Parità di genere, pianificazione familiare, diritti dei lavoratori, immigrazione, minoranze: il governo di Tokyo sta pian piano mettendo mano a tutti questi dossier. Nulla di eccezionale in sé, molti paesi si stanno muovendo lungo queste direttrici. Ciò che però stupisce è che il motore dietro questa serie di nuovi provvedimenti non è una forza politica progressista, bensì la destra incarnata dal Partito Liberaldemocratico (LDP).

L’LDP è di fatto partito unico in Giappone, ed è stato al potere quasi interrottamente dal 1955 ad oggi (perse le elezioni del 2009, e tornò al potere con Abe nel 2012). Questo partito però è ben lontano dall’essere un blocco solido e coerente, infatti ogni breve descrizione cela la presenza di potenti fazioni all’interno del partito, che vanno dagli ultra-nazionalisti ai liberali centristi.

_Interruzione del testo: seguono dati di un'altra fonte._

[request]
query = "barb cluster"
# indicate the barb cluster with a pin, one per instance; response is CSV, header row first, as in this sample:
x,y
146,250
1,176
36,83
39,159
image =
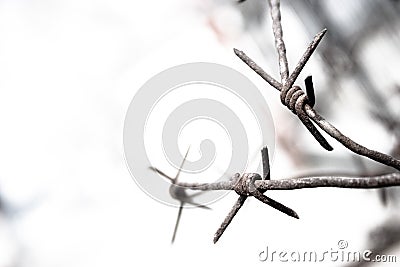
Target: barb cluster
x,y
301,104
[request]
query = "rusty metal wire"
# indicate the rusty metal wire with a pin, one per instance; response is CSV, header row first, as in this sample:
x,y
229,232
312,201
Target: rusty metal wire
x,y
305,109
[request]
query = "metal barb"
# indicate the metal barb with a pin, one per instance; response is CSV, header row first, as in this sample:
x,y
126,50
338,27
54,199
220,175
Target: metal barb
x,y
179,193
245,187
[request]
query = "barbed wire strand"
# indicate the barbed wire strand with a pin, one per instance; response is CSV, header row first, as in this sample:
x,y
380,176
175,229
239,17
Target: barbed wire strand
x,y
311,113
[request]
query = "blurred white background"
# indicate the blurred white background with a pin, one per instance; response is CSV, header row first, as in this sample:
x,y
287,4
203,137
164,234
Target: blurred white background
x,y
68,71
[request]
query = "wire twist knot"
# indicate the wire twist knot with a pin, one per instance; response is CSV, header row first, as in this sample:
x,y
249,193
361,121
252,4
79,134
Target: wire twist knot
x,y
245,185
295,99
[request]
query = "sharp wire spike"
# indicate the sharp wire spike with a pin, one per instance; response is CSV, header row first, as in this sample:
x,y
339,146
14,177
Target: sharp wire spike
x,y
178,218
180,167
310,91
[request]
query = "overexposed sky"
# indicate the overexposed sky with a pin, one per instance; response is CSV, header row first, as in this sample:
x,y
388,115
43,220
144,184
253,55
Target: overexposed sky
x,y
68,71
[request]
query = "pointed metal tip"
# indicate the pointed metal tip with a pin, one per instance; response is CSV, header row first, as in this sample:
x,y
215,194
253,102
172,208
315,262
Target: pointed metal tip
x,y
216,238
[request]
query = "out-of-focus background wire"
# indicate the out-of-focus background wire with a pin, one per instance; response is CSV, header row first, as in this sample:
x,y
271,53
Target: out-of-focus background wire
x,y
68,71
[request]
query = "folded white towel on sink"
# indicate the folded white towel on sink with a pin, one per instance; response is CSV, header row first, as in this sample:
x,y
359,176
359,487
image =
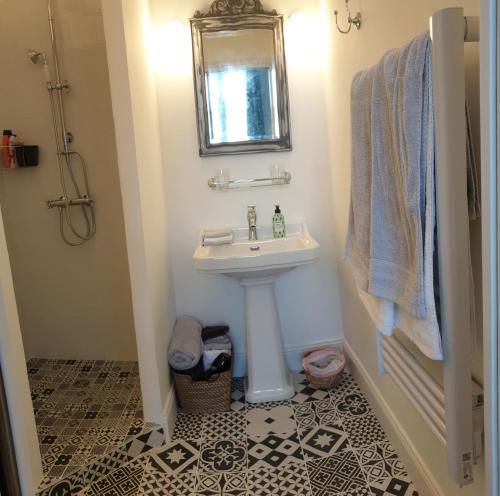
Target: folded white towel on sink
x,y
223,240
217,233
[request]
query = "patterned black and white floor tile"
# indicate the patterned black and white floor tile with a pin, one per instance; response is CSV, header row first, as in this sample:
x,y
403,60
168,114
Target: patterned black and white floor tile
x,y
179,456
323,441
319,443
313,414
339,473
274,420
289,480
223,456
230,425
238,403
83,410
124,481
221,483
363,430
305,393
157,482
384,470
274,450
352,405
188,426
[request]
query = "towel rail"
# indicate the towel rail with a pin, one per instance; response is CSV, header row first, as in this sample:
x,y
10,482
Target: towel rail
x,y
447,32
447,409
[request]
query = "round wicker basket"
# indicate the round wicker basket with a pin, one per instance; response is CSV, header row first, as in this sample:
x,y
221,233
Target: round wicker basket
x,y
330,380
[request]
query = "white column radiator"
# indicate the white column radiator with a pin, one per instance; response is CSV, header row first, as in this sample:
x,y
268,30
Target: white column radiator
x,y
453,411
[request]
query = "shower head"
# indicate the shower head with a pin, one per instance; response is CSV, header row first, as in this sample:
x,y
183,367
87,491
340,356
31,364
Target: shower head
x,y
35,56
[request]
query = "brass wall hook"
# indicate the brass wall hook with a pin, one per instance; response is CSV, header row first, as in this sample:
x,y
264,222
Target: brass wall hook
x,y
356,20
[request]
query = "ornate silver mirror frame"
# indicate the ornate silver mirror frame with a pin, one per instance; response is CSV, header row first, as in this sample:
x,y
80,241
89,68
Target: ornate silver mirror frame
x,y
231,17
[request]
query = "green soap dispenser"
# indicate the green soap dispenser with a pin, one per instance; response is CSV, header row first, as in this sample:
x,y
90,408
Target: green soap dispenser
x,y
279,230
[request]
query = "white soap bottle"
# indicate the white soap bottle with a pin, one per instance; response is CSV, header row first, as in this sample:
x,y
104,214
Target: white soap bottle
x,y
279,230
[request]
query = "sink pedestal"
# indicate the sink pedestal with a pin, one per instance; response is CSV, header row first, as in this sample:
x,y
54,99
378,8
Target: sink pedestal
x,y
268,376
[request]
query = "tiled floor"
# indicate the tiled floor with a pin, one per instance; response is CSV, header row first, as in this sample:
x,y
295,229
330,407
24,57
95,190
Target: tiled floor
x,y
320,443
83,410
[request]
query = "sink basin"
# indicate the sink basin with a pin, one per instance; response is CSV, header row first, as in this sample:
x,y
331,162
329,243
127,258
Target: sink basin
x,y
263,258
257,264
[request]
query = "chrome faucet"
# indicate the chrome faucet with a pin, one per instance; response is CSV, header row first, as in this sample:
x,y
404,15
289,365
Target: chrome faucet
x,y
252,223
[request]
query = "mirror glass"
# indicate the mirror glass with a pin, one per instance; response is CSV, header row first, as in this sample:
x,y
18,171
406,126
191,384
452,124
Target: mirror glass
x,y
240,83
240,86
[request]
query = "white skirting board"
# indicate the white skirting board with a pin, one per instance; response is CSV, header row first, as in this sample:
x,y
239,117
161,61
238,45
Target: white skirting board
x,y
293,355
416,465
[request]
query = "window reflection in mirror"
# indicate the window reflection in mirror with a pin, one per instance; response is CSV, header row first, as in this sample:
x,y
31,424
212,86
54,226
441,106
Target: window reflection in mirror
x,y
240,82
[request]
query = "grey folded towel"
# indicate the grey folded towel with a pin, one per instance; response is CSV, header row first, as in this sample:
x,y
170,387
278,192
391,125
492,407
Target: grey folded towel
x,y
220,343
185,346
390,119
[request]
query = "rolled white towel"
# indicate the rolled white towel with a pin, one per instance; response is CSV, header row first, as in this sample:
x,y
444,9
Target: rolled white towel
x,y
222,240
185,346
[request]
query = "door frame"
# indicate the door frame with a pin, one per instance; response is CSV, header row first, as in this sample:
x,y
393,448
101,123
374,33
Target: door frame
x,y
490,115
15,378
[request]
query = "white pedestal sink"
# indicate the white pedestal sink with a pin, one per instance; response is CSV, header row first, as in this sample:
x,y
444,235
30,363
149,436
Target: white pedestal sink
x,y
257,264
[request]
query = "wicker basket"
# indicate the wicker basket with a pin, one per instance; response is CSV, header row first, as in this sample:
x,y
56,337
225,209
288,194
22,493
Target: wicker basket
x,y
204,396
329,381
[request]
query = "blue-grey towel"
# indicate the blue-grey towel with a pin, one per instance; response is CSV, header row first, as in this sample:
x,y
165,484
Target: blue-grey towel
x,y
390,161
185,346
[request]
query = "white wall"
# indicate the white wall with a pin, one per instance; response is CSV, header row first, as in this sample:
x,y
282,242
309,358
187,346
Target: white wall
x,y
73,302
307,297
386,24
135,112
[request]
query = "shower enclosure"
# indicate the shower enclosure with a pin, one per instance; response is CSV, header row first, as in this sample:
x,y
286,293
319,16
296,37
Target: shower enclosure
x,y
73,194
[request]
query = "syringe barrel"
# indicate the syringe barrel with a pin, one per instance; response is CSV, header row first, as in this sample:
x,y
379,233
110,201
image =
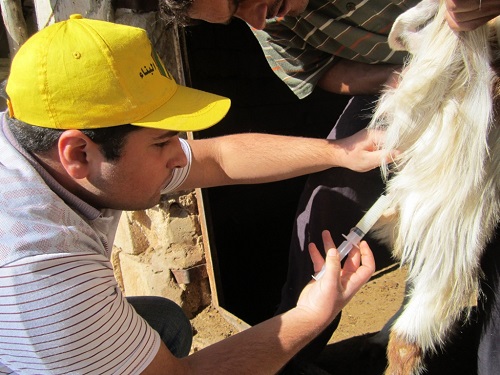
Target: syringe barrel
x,y
352,239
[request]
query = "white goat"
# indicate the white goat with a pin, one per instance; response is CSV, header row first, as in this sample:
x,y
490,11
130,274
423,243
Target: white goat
x,y
445,186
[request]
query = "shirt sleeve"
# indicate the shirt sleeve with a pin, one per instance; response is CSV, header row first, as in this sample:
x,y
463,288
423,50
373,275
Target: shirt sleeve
x,y
64,313
297,64
180,174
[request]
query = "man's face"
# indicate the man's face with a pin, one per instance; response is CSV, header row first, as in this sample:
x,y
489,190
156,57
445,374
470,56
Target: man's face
x,y
136,179
254,12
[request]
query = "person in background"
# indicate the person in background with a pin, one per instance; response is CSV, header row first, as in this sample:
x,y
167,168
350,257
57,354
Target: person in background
x,y
341,47
92,128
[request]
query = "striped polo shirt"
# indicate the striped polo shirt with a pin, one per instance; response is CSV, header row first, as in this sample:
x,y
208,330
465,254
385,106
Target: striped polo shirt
x,y
61,310
300,49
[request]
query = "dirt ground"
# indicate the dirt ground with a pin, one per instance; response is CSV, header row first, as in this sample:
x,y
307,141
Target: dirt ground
x,y
366,314
352,350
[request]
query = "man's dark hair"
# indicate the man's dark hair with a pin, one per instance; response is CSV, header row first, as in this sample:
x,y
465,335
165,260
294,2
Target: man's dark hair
x,y
176,11
37,140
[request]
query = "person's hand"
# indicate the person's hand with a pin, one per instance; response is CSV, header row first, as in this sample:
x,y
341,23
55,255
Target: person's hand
x,y
362,151
323,299
466,15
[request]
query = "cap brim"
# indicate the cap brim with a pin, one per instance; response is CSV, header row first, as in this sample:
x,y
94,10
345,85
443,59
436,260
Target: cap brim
x,y
187,110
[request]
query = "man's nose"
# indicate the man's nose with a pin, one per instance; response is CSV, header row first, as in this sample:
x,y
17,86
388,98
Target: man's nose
x,y
254,14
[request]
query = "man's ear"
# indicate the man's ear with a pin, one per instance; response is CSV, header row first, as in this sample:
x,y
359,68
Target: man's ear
x,y
75,152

Une delle politiche progressiste che è stata portata avanti dall’LDP è la cosiddetta womenomics:

 Con questo termine adottato nel 2013, Abe intendeva descrivere una politica di agevolazioni verso le donne che ne favorissero l’impiego e la partecipazione nella vita socio-economica del paese.

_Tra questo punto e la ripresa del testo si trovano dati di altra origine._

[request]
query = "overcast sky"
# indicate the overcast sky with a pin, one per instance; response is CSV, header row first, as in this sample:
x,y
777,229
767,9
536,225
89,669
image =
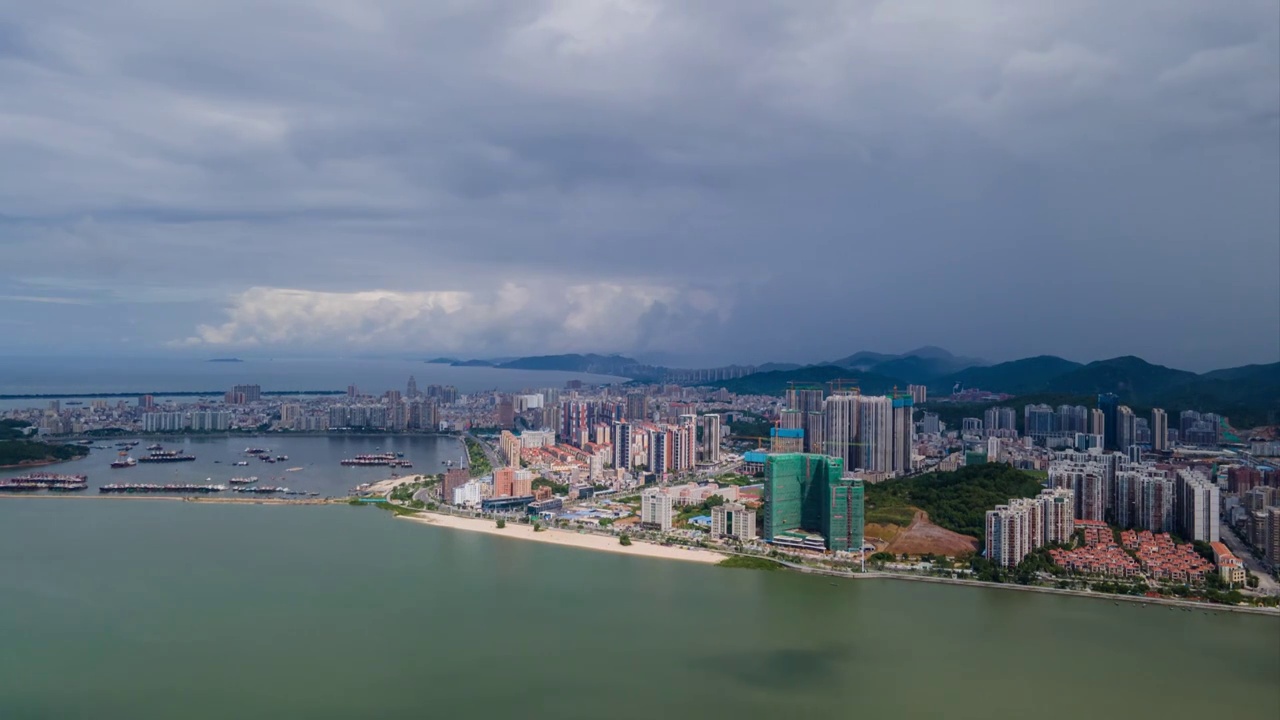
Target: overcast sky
x,y
694,182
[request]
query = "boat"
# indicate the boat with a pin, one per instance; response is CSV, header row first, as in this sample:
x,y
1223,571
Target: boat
x,y
44,481
167,456
124,463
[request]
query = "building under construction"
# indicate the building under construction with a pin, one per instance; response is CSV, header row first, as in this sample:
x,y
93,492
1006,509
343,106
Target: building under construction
x,y
808,493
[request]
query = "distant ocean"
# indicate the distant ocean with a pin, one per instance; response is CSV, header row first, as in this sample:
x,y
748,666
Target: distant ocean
x,y
39,376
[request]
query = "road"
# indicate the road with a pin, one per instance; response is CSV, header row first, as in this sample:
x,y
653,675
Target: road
x,y
488,452
1266,580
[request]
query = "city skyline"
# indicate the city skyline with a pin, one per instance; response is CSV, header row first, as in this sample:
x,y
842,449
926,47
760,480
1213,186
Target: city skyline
x,y
643,177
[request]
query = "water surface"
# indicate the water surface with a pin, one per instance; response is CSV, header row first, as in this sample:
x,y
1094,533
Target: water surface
x,y
141,610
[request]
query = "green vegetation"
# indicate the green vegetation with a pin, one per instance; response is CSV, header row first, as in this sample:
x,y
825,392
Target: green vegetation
x,y
749,424
956,501
776,382
476,459
33,452
750,563
557,488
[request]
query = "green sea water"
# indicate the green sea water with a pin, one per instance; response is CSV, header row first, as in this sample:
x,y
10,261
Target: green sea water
x,y
136,610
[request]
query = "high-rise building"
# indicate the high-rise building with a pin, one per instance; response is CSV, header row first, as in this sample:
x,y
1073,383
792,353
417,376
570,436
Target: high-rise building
x,y
732,520
1001,422
809,492
659,451
931,424
1022,525
840,432
1098,424
291,413
1196,505
1125,428
711,438
876,433
1038,420
1109,404
808,402
250,392
504,482
901,429
622,442
919,393
506,411
453,479
656,510
574,423
1159,429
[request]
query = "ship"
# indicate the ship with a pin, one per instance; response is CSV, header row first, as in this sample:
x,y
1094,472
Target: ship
x,y
124,461
44,481
151,488
167,456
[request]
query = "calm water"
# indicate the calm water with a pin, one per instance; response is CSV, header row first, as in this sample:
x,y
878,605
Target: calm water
x,y
315,456
136,610
64,376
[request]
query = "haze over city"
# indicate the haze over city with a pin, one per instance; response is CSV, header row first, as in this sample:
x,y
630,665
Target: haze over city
x,y
682,182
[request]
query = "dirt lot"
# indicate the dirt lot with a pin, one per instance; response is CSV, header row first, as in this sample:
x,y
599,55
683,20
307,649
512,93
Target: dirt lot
x,y
922,536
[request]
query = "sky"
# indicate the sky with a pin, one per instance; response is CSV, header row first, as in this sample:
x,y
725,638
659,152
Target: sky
x,y
693,182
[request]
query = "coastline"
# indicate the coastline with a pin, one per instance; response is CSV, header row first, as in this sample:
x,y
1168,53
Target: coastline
x,y
608,543
565,538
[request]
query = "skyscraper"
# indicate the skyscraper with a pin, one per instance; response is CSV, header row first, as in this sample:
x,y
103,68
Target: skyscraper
x,y
1001,422
1159,429
808,404
1109,404
809,492
1125,428
876,433
840,431
638,406
901,429
711,438
1038,420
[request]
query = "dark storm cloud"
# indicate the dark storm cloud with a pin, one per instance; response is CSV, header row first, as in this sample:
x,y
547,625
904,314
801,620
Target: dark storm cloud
x,y
714,181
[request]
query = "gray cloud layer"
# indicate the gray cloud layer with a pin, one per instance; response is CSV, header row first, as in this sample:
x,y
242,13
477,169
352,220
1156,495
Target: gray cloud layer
x,y
712,181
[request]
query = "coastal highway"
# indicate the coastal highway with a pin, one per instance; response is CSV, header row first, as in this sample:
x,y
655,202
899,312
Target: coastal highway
x,y
494,461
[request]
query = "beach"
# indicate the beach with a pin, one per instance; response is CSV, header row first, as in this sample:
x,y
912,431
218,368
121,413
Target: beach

Ma, come riporta Tokyo Review, la womenomics deve essere principalmente considerata una iniziativa per rilanciare l’economia giapponese e far fronte alla carenza di lavoratori:

Borrowing the term from Goldman Sachs Chief Japan Strategist Kathy Matsui, Abe first trumpeted “Womenomics” at the UN General Assembly in 2013 as a means to both boost the Japanese economy while addressing the pressing labor shortage as well as bolstering Japan’s international reputation on gender equality.

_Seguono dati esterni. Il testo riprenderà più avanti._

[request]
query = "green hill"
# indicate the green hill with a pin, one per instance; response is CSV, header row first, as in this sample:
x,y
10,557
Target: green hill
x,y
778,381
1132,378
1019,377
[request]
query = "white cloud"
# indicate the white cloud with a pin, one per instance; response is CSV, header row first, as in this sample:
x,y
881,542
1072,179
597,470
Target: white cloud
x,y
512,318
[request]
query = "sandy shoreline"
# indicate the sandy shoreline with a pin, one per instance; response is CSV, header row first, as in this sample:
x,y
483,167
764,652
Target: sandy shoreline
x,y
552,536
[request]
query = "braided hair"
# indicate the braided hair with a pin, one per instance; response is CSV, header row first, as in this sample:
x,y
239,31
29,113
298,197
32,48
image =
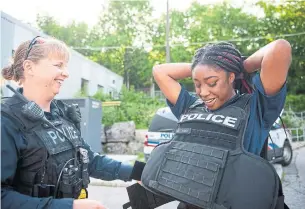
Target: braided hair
x,y
225,56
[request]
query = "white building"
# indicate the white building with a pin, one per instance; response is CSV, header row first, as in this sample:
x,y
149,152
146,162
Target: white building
x,y
83,72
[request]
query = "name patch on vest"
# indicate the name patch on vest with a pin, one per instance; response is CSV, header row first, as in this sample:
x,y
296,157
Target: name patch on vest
x,y
222,120
56,141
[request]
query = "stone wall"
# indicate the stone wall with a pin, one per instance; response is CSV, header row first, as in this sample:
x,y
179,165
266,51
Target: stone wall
x,y
122,138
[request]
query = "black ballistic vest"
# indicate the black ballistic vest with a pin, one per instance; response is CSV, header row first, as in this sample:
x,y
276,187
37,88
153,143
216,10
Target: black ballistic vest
x,y
49,158
205,164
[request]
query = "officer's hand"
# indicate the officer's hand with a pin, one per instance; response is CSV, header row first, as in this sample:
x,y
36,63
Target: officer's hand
x,y
87,204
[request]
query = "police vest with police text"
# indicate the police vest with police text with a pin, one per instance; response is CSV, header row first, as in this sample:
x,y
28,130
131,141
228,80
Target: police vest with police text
x,y
48,155
205,163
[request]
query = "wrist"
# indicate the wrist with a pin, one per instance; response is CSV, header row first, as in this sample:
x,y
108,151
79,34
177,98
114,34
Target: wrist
x,y
137,170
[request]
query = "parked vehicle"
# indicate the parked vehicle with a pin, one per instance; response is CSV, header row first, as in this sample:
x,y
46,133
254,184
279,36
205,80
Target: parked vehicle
x,y
164,123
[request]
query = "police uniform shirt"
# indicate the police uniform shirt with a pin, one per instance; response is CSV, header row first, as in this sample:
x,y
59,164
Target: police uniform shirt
x,y
264,111
12,142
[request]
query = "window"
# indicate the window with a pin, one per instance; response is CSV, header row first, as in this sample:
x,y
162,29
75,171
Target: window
x,y
84,86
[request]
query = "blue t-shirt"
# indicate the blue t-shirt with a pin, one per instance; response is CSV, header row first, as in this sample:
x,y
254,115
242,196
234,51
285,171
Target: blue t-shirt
x,y
264,110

Oltre alla parità di genere, l’altro argomento nei confronti del quale l’attuale primo ministro giapponese Kishida ha espresso un forte interesse è la redistribuzione della richezza:

Durante le tradizionali negoziazioni sindacali di primavera, il premier ha chiesto alle aziende di concedere aumenti salariali del 3% minimo in modo tale da far riprendere i consumi e l’economia in generale. Per farlo, il governo ha anche approvato incentivi fiscali per le aziende che avrebbero deciso di aumentare le paghe dei dipendenti. Sebbene l’obiettivo non sia stato centrato e i dati dei sindacati riportino solo un aumento generale appena sopra il 2%, Kishida si è comunque potuto fregiare di aver aiutato il secondo aumento annuale dei salari più importante degli ultimi 20 anni.

Un altro argomento molto discusso è quello della riforma del Codice civile

che dovrebbe contenere per la prima volta la possibilità della custodia condivisa dei figli tra i due genitori.

L’autore però riporta:

L’utilitarismo economico di alcune recenti riforme progressiste è quindi abbastanza evidente. Ad esempio, l’attenzione verso le prospettive lavorative delle donne non sembra nascere da una particolare sensibilità femminista.

Il nocciolo della contraddizione di un paese conservatore che adotta politiche progressiste in fondo sta tutto qui, dentro la crisi demografica che il Giappone sta attraversando.

Che l’LDP non si sia convertito al progressismo è un fatto che ci viene ricordato da molti altri elementi. Nel paese vige ancora il divieto per le coppie sposate di mantenere due cognomi separati, i matrimoni tra persone dello stesso sesso sono ancora osteggiati da gran parte delle autorità, il numero di nuovi rifugiati accolti ogni anno nel paese non supera mai qualche decina di unità, i residenti stranieri non possiedono il diritto di voto nemmeno nei referendum locali, e la lista andrebbe ancora avanti.